There are some situations where you may disagree with your treating doctor regarding your work restrictions (or other recommendations/opinions). Unfortunately, your authorized doctor is the only opinion that matters. Therefore, simply refusing to show up when the employer claims to have work available is not beneficial to your case. Your employer should ensure that the job offered is truly within your restrictions. If they decide to send you home because they cannot accommodate your limitations, you would be entitled to lost wage checks. Please understand this is very different from simply refusing work and not showing up. In those situations, it will be extremely difficult to convince the judge later that you did not limit your own income by failing to report for a job within your work restrictions.
In fact, refusing to return to work within the restrictions assigned by your doctor would not only preclude you from receiving lost wage checks, but it could also jeopardize your employment with your company. If work is offered and you refuse, you may end up being fired for job abandonment or they may simply fill your position with someone else. If you are truly unable to do the job offered even if it is within the work restrictions assigned by your doctor, you may want to consider using your one-time change in treating doctors to see if a new doctor has different opinions. Because you are only entitled to one change of one doctor one time over the entire life of your claim AND you typically do not get to choose your change of doctors, you should strongly consider consulting with a lawyer before using your change of doctors. Another option is to attempt to use sick or personal time to receive income during these time periods since workers’ compensation would not be required to pay you lost wage checks if work is offered within your restrictions.

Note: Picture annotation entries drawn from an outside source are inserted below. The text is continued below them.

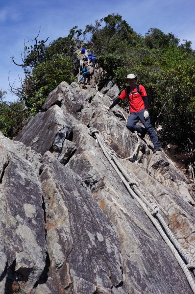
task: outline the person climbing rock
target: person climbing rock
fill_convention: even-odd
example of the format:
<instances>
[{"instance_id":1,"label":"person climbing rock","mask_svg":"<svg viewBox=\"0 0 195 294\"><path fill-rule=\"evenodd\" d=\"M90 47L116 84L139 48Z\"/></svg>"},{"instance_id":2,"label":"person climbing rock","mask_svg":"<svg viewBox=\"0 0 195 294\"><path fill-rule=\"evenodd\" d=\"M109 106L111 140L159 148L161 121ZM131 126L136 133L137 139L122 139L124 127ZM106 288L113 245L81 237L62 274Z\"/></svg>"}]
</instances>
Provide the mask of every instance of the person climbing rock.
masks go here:
<instances>
[{"instance_id":1,"label":"person climbing rock","mask_svg":"<svg viewBox=\"0 0 195 294\"><path fill-rule=\"evenodd\" d=\"M94 55L94 53L91 53L87 55L87 60L88 60L87 65L89 65L90 62L92 63L93 66L94 67L94 73L95 73L95 66L97 62L97 57Z\"/></svg>"},{"instance_id":2,"label":"person climbing rock","mask_svg":"<svg viewBox=\"0 0 195 294\"><path fill-rule=\"evenodd\" d=\"M137 131L140 134L140 137L144 139L147 132L154 145L153 153L159 151L162 147L159 141L158 136L151 124L148 111L148 100L147 94L144 87L142 85L137 85L136 81L137 75L133 74L128 74L125 81L128 84L121 93L118 98L116 99L113 103L107 108L110 110L116 105L121 99L125 98L129 99L130 115L128 118L126 127L131 131L134 132ZM139 121L142 122L145 127L137 125Z\"/></svg>"},{"instance_id":3,"label":"person climbing rock","mask_svg":"<svg viewBox=\"0 0 195 294\"><path fill-rule=\"evenodd\" d=\"M81 53L82 53L82 54L85 54L85 48L82 48L80 50L79 52L78 53L77 55L76 55L77 56L78 56Z\"/></svg>"},{"instance_id":4,"label":"person climbing rock","mask_svg":"<svg viewBox=\"0 0 195 294\"><path fill-rule=\"evenodd\" d=\"M87 65L86 64L84 66L82 70L82 76L78 81L78 83L79 84L82 79L84 78L83 87L84 87L86 80L87 78L87 83L89 85L90 82L90 72L87 69Z\"/></svg>"}]
</instances>

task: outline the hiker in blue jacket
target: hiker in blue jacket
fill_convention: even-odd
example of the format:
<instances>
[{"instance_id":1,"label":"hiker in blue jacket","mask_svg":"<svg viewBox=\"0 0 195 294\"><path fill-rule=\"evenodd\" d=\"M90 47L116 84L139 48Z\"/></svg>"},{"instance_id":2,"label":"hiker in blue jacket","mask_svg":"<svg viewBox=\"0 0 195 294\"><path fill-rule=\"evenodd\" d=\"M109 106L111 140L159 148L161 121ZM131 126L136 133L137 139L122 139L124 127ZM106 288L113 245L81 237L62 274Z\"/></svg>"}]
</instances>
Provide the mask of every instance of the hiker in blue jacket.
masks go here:
<instances>
[{"instance_id":1,"label":"hiker in blue jacket","mask_svg":"<svg viewBox=\"0 0 195 294\"><path fill-rule=\"evenodd\" d=\"M82 54L84 54L85 52L85 48L81 48L76 56L78 56L78 55L79 55L81 53L82 53Z\"/></svg>"},{"instance_id":2,"label":"hiker in blue jacket","mask_svg":"<svg viewBox=\"0 0 195 294\"><path fill-rule=\"evenodd\" d=\"M87 64L88 66L89 65L90 62L92 63L93 66L94 67L94 72L95 73L95 66L97 62L97 57L93 53L91 53L87 56L87 60L88 61L88 63Z\"/></svg>"},{"instance_id":3,"label":"hiker in blue jacket","mask_svg":"<svg viewBox=\"0 0 195 294\"><path fill-rule=\"evenodd\" d=\"M83 69L82 70L82 75L81 77L80 78L79 80L78 81L78 83L80 84L80 82L81 82L82 79L84 78L83 86L85 86L85 82L86 82L86 80L87 78L87 83L88 84L88 85L90 84L90 72L87 69L87 66L88 66L87 65L85 65L84 66L84 67L83 67Z\"/></svg>"}]
</instances>

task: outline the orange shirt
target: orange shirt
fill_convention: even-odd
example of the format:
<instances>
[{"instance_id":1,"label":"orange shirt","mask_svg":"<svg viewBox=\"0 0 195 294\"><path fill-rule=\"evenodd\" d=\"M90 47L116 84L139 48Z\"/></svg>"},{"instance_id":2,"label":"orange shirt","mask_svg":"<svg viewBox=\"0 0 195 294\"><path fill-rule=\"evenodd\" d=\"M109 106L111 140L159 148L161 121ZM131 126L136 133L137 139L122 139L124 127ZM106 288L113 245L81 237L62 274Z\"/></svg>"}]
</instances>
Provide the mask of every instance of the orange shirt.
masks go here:
<instances>
[{"instance_id":1,"label":"orange shirt","mask_svg":"<svg viewBox=\"0 0 195 294\"><path fill-rule=\"evenodd\" d=\"M142 99L142 96L147 96L147 94L144 86L139 85L139 86L142 96L137 92L136 86L135 87L133 91L131 91L131 90L130 90L129 99L130 113L139 111L145 108L144 100ZM126 88L126 89L123 90L122 92L121 95L119 96L119 98L123 100L123 99L127 98L127 88Z\"/></svg>"}]
</instances>

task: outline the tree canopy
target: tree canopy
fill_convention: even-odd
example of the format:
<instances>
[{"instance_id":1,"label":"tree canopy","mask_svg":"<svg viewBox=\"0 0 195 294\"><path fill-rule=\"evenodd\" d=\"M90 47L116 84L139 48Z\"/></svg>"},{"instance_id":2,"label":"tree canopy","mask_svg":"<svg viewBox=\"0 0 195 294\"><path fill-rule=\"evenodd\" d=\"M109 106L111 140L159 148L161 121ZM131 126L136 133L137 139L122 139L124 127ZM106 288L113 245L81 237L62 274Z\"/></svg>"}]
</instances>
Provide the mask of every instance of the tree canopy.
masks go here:
<instances>
[{"instance_id":1,"label":"tree canopy","mask_svg":"<svg viewBox=\"0 0 195 294\"><path fill-rule=\"evenodd\" d=\"M61 81L76 81L75 51L84 46L96 53L103 70L99 89L114 79L122 90L126 75L137 74L147 93L152 122L162 127L162 139L195 142L195 53L190 41L156 28L141 36L119 14L96 20L83 31L75 26L47 46L48 38L39 41L39 34L25 46L21 64L12 58L25 73L17 95L28 115L41 111L49 92Z\"/></svg>"}]
</instances>

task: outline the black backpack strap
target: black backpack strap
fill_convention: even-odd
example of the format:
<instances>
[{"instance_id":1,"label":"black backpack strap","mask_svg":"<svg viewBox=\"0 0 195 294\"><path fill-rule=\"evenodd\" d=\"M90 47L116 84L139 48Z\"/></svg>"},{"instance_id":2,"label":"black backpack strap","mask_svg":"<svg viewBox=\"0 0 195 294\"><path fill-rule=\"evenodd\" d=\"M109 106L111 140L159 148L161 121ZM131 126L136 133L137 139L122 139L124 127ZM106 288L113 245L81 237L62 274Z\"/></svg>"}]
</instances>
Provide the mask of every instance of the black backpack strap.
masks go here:
<instances>
[{"instance_id":1,"label":"black backpack strap","mask_svg":"<svg viewBox=\"0 0 195 294\"><path fill-rule=\"evenodd\" d=\"M127 88L126 88L126 98L127 98L127 99L128 99L129 98L129 93L130 93L130 87L129 87L129 86L128 86L128 87L127 87Z\"/></svg>"},{"instance_id":2,"label":"black backpack strap","mask_svg":"<svg viewBox=\"0 0 195 294\"><path fill-rule=\"evenodd\" d=\"M136 86L136 89L137 89L137 92L138 92L138 93L139 93L140 95L140 96L142 96L142 92L141 92L140 89L140 85L137 84Z\"/></svg>"}]
</instances>

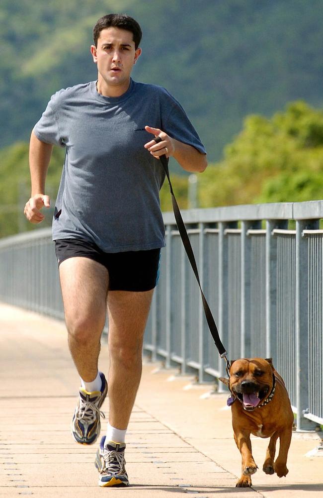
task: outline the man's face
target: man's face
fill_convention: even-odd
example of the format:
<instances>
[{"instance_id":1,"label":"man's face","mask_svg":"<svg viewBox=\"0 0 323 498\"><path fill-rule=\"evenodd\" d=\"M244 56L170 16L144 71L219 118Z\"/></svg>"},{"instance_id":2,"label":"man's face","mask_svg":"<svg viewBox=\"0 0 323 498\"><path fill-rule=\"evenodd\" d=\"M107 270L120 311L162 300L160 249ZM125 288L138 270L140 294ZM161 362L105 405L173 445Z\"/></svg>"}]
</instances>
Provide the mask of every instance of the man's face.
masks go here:
<instances>
[{"instance_id":1,"label":"man's face","mask_svg":"<svg viewBox=\"0 0 323 498\"><path fill-rule=\"evenodd\" d=\"M132 67L141 53L140 48L135 50L132 38L131 31L111 27L101 32L97 47L91 46L102 95L118 96L128 89Z\"/></svg>"}]
</instances>

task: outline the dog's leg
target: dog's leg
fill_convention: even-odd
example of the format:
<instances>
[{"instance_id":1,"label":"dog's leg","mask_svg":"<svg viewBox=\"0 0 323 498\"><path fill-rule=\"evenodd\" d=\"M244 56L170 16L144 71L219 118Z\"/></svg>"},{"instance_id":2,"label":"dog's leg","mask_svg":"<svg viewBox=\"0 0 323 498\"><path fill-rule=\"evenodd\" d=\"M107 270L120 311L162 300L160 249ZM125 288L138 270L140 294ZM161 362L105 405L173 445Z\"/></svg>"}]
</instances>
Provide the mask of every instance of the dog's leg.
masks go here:
<instances>
[{"instance_id":1,"label":"dog's leg","mask_svg":"<svg viewBox=\"0 0 323 498\"><path fill-rule=\"evenodd\" d=\"M257 472L257 466L251 454L250 433L234 433L234 441L242 458L242 473L235 485L236 488L250 488L252 486L250 476Z\"/></svg>"},{"instance_id":2,"label":"dog's leg","mask_svg":"<svg viewBox=\"0 0 323 498\"><path fill-rule=\"evenodd\" d=\"M262 470L265 474L275 474L274 470L274 460L276 452L276 443L279 435L278 432L274 432L270 438L269 444L267 449L266 460L264 463Z\"/></svg>"},{"instance_id":3,"label":"dog's leg","mask_svg":"<svg viewBox=\"0 0 323 498\"><path fill-rule=\"evenodd\" d=\"M292 427L288 427L279 434L279 453L274 464L275 472L278 477L283 477L288 474L286 463L291 439Z\"/></svg>"}]
</instances>

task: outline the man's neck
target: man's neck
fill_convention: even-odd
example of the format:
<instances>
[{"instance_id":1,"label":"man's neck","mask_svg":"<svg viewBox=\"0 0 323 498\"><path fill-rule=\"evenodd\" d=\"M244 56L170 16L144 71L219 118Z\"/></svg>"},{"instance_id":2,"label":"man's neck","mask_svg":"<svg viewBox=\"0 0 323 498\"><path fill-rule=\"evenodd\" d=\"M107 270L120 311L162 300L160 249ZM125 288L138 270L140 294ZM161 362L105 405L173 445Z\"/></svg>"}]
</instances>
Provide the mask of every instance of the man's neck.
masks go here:
<instances>
[{"instance_id":1,"label":"man's neck","mask_svg":"<svg viewBox=\"0 0 323 498\"><path fill-rule=\"evenodd\" d=\"M122 85L108 85L105 81L97 82L97 91L104 97L117 97L125 94L130 86L130 78Z\"/></svg>"}]
</instances>

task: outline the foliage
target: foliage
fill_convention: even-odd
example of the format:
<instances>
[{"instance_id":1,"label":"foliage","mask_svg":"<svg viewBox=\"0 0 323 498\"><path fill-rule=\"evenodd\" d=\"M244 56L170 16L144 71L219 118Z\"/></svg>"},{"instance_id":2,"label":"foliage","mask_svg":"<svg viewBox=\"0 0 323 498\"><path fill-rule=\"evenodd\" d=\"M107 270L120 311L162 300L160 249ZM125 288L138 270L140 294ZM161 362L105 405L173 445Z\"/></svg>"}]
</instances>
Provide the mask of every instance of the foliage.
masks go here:
<instances>
[{"instance_id":1,"label":"foliage","mask_svg":"<svg viewBox=\"0 0 323 498\"><path fill-rule=\"evenodd\" d=\"M323 111L289 105L270 119L248 117L224 159L199 177L201 207L322 198Z\"/></svg>"},{"instance_id":2,"label":"foliage","mask_svg":"<svg viewBox=\"0 0 323 498\"><path fill-rule=\"evenodd\" d=\"M125 11L144 33L135 78L178 99L218 160L245 116L321 105L322 9L322 0L2 0L0 146L27 139L51 94L96 78L93 26Z\"/></svg>"}]
</instances>

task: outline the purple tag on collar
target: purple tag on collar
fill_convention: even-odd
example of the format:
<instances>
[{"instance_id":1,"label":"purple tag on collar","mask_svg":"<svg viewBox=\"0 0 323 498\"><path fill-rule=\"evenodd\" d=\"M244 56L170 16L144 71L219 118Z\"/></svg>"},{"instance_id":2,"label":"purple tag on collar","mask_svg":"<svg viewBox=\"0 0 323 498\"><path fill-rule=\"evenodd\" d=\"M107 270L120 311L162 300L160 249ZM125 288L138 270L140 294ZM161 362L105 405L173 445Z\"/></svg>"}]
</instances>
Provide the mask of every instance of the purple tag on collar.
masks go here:
<instances>
[{"instance_id":1,"label":"purple tag on collar","mask_svg":"<svg viewBox=\"0 0 323 498\"><path fill-rule=\"evenodd\" d=\"M226 404L228 406L231 406L231 404L233 404L235 401L235 398L234 398L233 396L229 396L226 400Z\"/></svg>"}]
</instances>

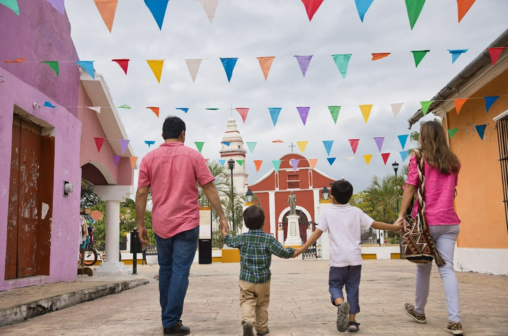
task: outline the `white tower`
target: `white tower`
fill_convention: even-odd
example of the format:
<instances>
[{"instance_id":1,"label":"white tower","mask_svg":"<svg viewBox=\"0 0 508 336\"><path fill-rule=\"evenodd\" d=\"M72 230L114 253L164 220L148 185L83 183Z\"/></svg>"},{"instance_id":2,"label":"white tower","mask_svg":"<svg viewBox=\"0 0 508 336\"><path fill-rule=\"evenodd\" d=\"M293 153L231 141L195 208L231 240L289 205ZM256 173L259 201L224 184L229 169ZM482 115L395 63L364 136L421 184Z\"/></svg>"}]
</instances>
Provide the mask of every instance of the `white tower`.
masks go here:
<instances>
[{"instance_id":1,"label":"white tower","mask_svg":"<svg viewBox=\"0 0 508 336\"><path fill-rule=\"evenodd\" d=\"M247 150L243 148L243 139L236 127L236 121L233 118L228 120L226 131L223 137L223 142L229 142L229 146L222 144L222 148L219 151L220 158L226 160L225 166L228 167L228 160L235 160L235 168L233 170L233 181L238 194L245 194L247 185L247 174L245 169L245 155ZM237 161L243 161L241 166Z\"/></svg>"}]
</instances>

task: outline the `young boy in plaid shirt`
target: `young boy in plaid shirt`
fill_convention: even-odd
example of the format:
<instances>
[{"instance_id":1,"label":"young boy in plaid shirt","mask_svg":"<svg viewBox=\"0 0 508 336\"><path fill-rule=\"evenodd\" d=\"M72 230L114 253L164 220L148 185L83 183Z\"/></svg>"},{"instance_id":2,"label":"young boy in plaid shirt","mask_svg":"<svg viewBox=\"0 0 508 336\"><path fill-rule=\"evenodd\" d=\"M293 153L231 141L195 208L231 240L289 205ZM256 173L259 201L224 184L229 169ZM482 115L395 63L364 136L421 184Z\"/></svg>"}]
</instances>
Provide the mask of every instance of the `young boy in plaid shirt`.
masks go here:
<instances>
[{"instance_id":1,"label":"young boy in plaid shirt","mask_svg":"<svg viewBox=\"0 0 508 336\"><path fill-rule=\"evenodd\" d=\"M277 239L263 230L265 213L260 207L251 205L243 211L243 221L249 232L236 237L223 230L228 246L240 250L240 307L242 309L243 336L253 336L253 326L260 336L268 329L270 303L270 265L272 255L289 259L295 253L284 249Z\"/></svg>"}]
</instances>

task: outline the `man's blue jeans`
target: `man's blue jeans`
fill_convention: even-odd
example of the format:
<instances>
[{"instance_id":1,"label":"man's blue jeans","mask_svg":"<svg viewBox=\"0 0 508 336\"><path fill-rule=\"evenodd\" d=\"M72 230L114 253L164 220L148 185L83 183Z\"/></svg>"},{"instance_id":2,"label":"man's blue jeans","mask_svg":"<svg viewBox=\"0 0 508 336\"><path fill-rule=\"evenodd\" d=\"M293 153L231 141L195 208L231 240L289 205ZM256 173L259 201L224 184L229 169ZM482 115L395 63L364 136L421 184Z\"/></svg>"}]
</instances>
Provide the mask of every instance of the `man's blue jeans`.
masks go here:
<instances>
[{"instance_id":1,"label":"man's blue jeans","mask_svg":"<svg viewBox=\"0 0 508 336\"><path fill-rule=\"evenodd\" d=\"M175 326L182 316L189 284L189 272L196 249L199 227L170 238L155 235L158 254L159 292L164 328Z\"/></svg>"}]
</instances>

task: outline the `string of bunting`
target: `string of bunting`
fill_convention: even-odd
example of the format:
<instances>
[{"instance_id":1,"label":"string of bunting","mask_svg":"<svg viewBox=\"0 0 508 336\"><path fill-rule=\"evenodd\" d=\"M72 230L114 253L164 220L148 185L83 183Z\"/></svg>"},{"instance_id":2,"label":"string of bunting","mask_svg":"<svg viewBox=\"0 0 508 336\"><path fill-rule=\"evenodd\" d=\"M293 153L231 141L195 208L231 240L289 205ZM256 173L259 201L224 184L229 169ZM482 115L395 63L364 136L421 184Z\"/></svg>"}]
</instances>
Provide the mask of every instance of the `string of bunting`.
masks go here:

Many injured workers feel they were treated poorly or unfairly by their employer or their insurance company after they suffer an accident or injury. And, many injured workers are concerned they may lose their job once they get injured for reasons unrelated to their accident. Other injured workers are worried they may not be able to return to their former employment due to their injuries. Please understand there is no requirement to continue working for the same employer once you suffer an on the job accident or injury. You are entitled to authorize medical care whether you continue working for the same employer or not. However, if you are receiving lost wage benefits, starting a new job could affect your checks. Therefore, you should consult with a lawyer before starting a new job to see how it affects your lost wage checks.